Variable.load() is a no-op for numpy data; can skip dispatch entirely #11352

@FBumann

Description

@FBumann

What

For a Variable whose ._data is already an in-memory numpy.ndarray, Variable.load() does no useful work — it walks a dispatch chain that always returns the same array unchanged. The cost is paid once per variable inside Dataset.load() / DataArray.load(), on top of (and after) is_chunked_array has already concluded the variable isn't chunked.

Code path

Variable.load (xarray/core/variable.py:1022):

def load(self, **kwargs) -> Self:
    self._data = to_duck_array(self._data, **kwargs)
    return self

to_duck_array (xarray/namedarray/pycompat.py:139):

def to_duck_array(data, **kwargs):
    if is_chunked_array(data):
        ...
    if isinstance(data, ExplicitlyIndexed | ImplicitToExplicitIndexingAdapter):
        return data.get_duck_array()
    elif is_duck_array(data):
        return data
    else:
        return np.asarray(data)

For np.ndarray:

  1. is_chunked_array(data)False (after Speed up Dataset.load for in-memory datasets with many variables #11351 lands, this is now fast)
  2. isinstance(data, ExplicitlyIndexed | ImplicitToExplicitIndexingAdapter)False (np.ndarray is neither)
  3. is_duck_array(data)True → returns data unchanged

So self._data = to_duck_array(self._data) reduces to self._data = self._data.
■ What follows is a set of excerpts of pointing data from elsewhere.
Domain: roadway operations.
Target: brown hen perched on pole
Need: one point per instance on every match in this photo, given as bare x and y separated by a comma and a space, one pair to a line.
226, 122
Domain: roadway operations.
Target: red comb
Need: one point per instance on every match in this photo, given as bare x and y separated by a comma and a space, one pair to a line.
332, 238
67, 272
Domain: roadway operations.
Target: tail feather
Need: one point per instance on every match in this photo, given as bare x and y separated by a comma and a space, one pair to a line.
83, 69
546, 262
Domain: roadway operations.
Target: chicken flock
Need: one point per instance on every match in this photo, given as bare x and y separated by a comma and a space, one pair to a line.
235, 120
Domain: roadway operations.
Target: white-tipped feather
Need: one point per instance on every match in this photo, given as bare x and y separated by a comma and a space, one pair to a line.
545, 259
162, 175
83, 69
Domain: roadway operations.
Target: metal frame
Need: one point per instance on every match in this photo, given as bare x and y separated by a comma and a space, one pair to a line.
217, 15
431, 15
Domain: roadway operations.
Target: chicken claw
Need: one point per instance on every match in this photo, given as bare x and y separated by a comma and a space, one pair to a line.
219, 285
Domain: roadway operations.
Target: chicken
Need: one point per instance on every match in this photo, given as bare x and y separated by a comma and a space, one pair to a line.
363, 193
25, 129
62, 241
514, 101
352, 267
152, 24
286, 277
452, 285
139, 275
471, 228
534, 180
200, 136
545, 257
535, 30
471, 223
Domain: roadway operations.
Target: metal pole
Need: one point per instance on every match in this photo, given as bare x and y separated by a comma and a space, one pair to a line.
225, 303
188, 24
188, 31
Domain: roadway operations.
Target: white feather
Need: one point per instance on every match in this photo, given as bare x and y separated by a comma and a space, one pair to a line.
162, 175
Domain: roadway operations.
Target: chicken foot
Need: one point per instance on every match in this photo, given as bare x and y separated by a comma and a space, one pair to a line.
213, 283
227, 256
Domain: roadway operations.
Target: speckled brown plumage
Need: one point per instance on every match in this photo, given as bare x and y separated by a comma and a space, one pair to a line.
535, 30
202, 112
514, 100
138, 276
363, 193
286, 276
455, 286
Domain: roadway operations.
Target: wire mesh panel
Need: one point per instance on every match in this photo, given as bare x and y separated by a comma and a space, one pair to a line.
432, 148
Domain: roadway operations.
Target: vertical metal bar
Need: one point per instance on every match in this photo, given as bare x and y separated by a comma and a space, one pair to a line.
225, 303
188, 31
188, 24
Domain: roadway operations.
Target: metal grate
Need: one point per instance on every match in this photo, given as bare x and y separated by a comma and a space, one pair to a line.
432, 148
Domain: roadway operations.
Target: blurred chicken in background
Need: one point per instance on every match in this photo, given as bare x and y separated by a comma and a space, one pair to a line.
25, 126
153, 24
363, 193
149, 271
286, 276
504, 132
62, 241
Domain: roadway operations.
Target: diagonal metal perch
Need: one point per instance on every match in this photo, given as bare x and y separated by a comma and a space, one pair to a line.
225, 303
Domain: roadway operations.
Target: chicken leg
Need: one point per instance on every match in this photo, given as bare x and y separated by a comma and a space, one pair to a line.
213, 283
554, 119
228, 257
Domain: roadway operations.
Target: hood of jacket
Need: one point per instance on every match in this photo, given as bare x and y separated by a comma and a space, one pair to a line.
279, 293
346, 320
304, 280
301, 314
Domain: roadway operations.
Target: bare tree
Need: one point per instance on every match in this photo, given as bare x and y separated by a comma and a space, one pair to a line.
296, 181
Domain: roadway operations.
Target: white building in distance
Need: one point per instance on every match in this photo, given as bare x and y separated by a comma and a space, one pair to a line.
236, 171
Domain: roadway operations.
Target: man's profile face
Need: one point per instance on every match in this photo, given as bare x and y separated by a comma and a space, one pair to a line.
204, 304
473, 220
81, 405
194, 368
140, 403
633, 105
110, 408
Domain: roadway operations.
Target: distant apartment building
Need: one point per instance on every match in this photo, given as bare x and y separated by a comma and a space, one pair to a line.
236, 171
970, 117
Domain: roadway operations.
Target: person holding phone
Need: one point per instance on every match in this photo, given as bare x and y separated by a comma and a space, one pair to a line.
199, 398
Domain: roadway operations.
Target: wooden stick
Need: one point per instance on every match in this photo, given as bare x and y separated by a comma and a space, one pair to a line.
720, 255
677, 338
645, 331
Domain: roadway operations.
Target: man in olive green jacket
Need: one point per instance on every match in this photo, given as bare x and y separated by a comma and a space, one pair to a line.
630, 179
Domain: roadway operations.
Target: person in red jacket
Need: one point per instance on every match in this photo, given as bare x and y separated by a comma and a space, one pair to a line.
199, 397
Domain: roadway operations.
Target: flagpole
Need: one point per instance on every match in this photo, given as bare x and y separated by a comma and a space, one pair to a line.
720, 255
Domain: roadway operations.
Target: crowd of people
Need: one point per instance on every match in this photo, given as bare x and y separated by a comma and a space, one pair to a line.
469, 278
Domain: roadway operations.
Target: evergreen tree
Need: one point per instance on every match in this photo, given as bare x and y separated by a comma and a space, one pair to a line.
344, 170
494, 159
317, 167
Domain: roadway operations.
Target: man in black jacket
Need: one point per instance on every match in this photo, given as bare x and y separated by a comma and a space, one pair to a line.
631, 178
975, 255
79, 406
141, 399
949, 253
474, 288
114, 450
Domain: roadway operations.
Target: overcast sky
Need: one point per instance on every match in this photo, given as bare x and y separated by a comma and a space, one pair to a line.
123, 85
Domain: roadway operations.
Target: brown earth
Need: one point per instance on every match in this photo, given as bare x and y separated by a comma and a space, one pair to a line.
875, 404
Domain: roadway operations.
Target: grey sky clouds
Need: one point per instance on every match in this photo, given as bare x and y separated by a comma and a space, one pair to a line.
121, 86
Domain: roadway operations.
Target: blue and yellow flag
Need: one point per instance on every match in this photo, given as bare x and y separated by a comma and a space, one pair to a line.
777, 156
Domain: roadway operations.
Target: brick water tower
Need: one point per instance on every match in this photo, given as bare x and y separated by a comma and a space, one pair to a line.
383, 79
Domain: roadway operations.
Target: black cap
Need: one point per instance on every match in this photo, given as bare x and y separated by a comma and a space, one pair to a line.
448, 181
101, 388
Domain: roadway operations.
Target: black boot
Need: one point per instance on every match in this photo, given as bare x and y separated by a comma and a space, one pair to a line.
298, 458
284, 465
The entire call is dispatch overhead.

Why it matters

Dataset.load() calls Variable.load() per variable. On many-variable datasets — common with open_mfdataset / concat results — this overhead compounds. With #11351 the is_chunked_array portion is near-free, so this dispatch is the remaining cost on the same hot path.

Proposed fix

Add a numpy fast-path at the top of Variable.load() and Variable.load_async():

def load(self, **kwargs) -> Self:
    if isinstance(self._data, np.ndarray):
        return self
    self._data = to_duck_array(self._data, **kwargs)
    return self

(Happy to open a follow-up PR. Filing here so the design can be discussed independently of the implementation.)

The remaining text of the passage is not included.